Normalization of Deviance
When the next several flights flew without O-ring anomalies, the correctness of the decision to continue operations was reinforced. Over the following several years, more cases of O-ring sealing problems were observed in the returned SRBs, but it became harder and harder for the team to accept what they were seeing as a grounding anomaly. The team had “gotten away with it” so many times, the O-ring deviance had been normalized into its decision-making process. This, in spite of the fact that some SRB engineers were predicting disaster, as in these words written by a contractor engineer six months prior to the Challenger tragedy: “It is my honest and very real fear that if we do not take immediate action to solve the problem with the field joint (the O-ring) having the number one priority, then we stand in jeopardy of losing a flight along with all the launch pad facilities.”

Even warnings such as these could not reverse the normalization of deviance that was occurring. On January 28, 1986, both the primary and backup O-rings on the bottom segment joint of the right side SRB failed during the launch of Challenger. Seventy-three seconds into flight, the vehicle was destroyed and the seven member crew was killed. While many people refer to Challenger as an accident, it was not. Challenger was a “predictable surprise” precipitated by a multi-year normalization of deviance.

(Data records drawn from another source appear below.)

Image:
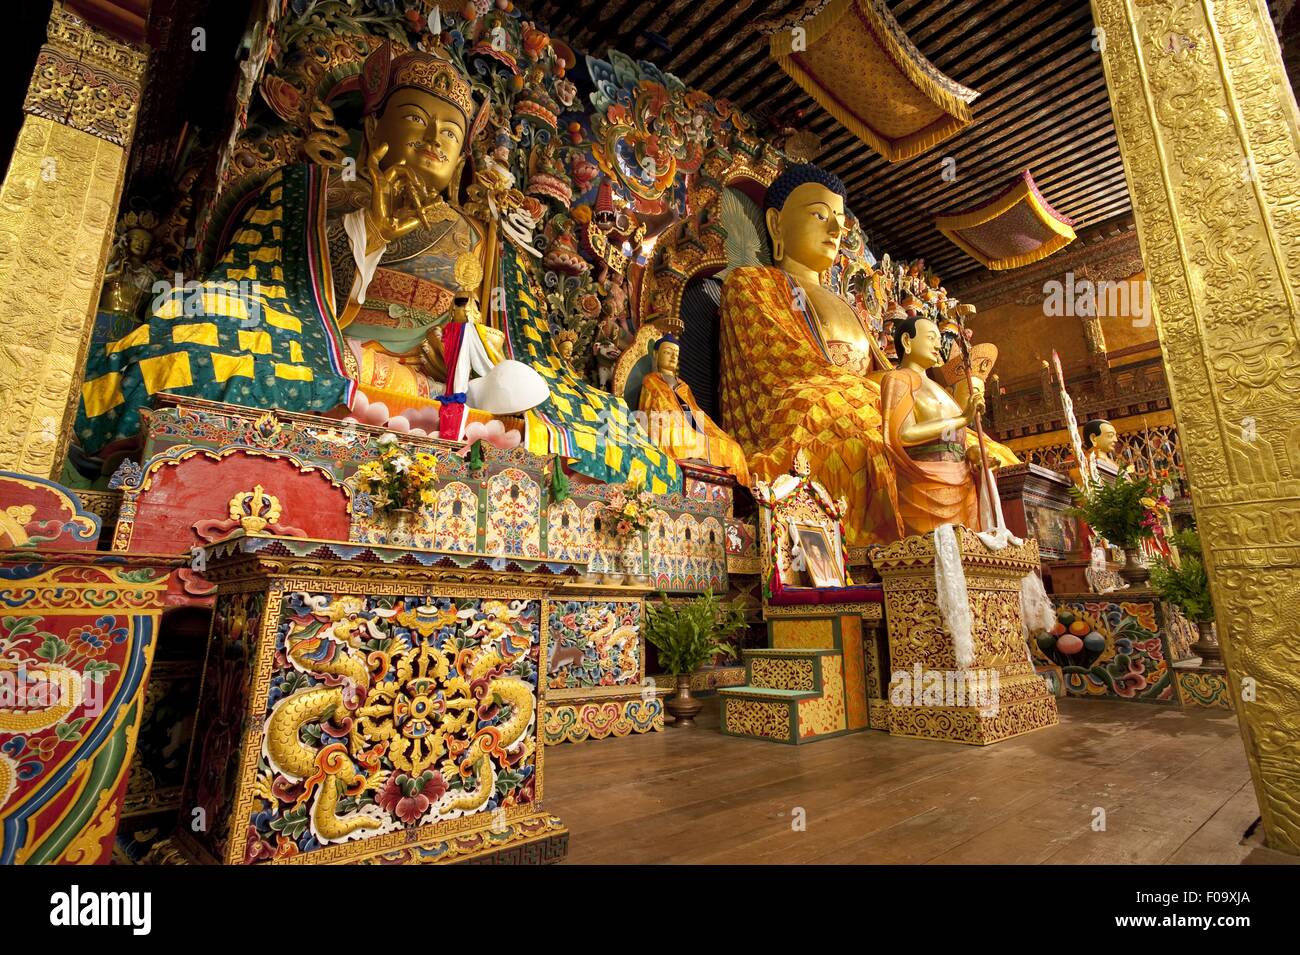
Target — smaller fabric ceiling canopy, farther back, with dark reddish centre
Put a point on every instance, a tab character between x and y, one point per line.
1016	229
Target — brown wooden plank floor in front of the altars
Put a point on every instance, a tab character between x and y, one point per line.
1175	788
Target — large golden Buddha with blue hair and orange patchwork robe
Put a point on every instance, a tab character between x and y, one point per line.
801	368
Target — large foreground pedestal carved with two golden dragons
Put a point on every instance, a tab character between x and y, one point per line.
370	705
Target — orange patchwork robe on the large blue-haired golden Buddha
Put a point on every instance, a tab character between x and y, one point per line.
781	393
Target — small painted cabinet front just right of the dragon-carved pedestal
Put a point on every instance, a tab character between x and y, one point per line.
596	666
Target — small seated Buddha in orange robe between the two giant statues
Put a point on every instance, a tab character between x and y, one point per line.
677	423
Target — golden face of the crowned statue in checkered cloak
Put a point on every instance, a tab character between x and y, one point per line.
424	132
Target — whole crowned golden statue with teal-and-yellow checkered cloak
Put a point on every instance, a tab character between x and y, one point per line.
366	293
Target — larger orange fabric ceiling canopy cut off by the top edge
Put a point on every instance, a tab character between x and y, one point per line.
853	59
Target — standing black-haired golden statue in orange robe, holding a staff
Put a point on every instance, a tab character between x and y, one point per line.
929	439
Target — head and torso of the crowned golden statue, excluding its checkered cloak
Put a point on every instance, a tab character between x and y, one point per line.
406	262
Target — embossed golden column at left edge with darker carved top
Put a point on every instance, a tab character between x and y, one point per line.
58	207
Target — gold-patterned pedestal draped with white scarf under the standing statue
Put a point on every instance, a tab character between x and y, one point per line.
998	696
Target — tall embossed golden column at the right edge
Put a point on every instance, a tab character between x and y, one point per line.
1210	132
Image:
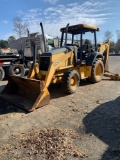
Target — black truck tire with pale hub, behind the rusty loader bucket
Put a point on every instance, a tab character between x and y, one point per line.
17	70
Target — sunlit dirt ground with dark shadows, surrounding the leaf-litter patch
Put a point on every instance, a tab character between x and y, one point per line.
93	112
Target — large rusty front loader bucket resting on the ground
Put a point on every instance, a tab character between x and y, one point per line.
26	93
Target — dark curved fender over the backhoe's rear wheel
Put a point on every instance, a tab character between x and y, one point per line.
93	56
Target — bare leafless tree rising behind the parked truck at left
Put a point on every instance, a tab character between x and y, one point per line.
20	26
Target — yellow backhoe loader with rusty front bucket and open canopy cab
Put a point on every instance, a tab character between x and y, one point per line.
68	64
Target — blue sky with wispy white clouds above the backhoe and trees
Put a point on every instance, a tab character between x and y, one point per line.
55	14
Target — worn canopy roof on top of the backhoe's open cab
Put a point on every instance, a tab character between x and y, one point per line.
80	28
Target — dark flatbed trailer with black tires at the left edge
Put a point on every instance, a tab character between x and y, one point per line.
10	64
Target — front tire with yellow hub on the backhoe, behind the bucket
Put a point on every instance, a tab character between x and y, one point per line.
71	81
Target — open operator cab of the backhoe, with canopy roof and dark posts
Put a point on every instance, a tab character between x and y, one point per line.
76	34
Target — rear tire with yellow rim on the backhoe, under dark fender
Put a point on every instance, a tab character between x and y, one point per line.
97	71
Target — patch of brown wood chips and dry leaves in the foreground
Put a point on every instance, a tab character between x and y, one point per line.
48	144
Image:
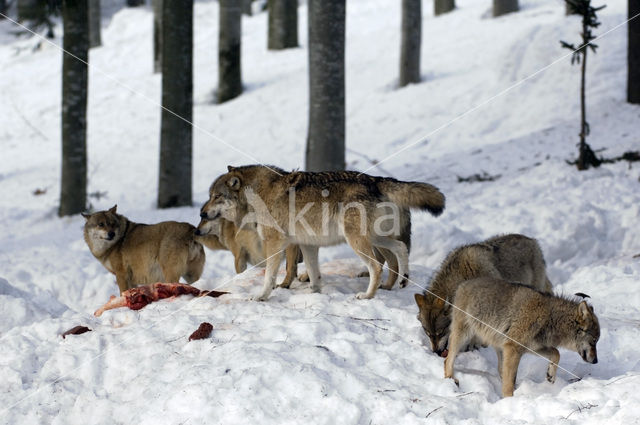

Every team and every team member is vulnerable to a normalization of deviance in their operations. When was the last time you took a break to see if you are infected? Are pressures (schedule, budget, family distractions, etc.) causing you or people within your organization to cut corners in safety or other areas? Are they oblivious to the deviance of their actions because they have gotten away with it so many times in the past? It's time for a “normalization of deviance” check.